Bei Indiana sorgte George Hill mit 22 Punkten für die meisten Zähler, Center Roy Hibbert kam mit zwölf Punkten und zehn Rebounds auf ein Double-Double.

"Wenn wir auch nur die Hälfte unserer Fehlwürfe rein machen, dann haben wir locker über 90 Punkte. Unsere Verteidigung hielt Brooklyn lange Zeit bei 70 Zählern", ärgerte sich Paul George, der nur einen seiner zehn Feldwürfe verwandelte: "Meinen Respekt für Brooklyn.
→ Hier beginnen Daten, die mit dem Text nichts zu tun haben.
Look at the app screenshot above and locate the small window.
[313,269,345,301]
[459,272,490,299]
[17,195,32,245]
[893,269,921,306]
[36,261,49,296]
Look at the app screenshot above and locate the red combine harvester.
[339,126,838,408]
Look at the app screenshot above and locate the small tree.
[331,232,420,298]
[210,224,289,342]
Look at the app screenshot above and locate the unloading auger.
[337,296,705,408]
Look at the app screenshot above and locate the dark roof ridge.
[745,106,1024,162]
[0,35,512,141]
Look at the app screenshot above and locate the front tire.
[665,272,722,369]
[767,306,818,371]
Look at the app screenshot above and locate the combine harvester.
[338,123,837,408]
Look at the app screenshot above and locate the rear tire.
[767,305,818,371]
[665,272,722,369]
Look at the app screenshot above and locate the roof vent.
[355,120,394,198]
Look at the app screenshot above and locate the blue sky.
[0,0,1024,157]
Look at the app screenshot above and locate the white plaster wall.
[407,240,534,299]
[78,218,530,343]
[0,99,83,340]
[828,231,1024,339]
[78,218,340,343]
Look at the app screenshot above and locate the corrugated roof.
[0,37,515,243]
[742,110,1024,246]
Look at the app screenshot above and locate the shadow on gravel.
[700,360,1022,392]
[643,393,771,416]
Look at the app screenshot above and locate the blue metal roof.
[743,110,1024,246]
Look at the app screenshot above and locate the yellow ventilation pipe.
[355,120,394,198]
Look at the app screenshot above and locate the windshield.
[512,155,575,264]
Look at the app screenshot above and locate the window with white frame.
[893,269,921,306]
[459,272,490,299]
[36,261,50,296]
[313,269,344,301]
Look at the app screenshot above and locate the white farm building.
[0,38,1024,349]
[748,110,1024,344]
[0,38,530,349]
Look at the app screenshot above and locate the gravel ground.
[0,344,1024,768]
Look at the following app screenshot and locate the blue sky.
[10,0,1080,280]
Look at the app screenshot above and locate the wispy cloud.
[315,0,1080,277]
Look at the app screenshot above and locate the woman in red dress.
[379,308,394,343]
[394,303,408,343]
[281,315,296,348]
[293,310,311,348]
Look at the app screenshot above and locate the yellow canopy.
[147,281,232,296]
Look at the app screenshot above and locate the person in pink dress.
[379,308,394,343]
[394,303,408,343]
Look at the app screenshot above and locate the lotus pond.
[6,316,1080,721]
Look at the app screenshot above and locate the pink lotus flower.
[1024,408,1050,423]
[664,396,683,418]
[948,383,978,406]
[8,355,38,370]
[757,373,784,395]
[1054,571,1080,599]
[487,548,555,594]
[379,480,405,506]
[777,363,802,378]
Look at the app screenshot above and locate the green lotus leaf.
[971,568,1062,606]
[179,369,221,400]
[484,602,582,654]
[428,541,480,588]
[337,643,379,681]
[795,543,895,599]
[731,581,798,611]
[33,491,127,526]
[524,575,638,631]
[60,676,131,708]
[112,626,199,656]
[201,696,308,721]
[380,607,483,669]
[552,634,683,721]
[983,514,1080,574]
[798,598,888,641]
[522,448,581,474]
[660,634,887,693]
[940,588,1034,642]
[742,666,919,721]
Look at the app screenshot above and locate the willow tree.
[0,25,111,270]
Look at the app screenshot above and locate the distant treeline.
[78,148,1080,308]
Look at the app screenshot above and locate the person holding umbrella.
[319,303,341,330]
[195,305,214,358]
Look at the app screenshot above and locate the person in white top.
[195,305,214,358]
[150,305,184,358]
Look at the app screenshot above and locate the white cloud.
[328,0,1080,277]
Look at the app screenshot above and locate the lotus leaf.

Sie haben sehr hart gespielt."

Philadelphia 76ers - Los Angeles Clippers 90:107

Die Los Angeles Clippers feierten nach der Rückkehr von Superstar Chris Paul den zweiten Sieg in Folge und ließen den Philadelphia 76ers keine Chance.

"CP3" führte die Clippers mit 21 Punkten und elf Assists zum ungefährdeten 107:90 (56:33)-Sieg.

Blake Griffin und Bankspieler Jamal Crawford steuerten jeweils 20 Punkte zum 37. Saisonsieg bei.

One-Man-Show von Young

"Wir hatten richtig Spaß auf dem Feld?, freute sich Center DeAndre Jordan, der für einige Dunking-Highlights sorgte: "Wenn wir auf dem Feld in Bewegung bleiben, dann passieren eben gute Dinge."

Bei Philadelphia überzeugte lediglich Nick Young, der mit 29 Punkten fast ein Drittel der 76ers-Punkte erzielte.

Phillys Center Andrew Bynum äußerte sich vor dem Spiel äußerst zurückhaltend über einen Comeback-Termin.

"Ich bin nicht sehr optimistisch. Wenn ich auf dem Feld stehe, dann bin ich bereit", erklärte Bynum, der noch kein einziges Spiel für Philadelphia absolvierte, kryptisch.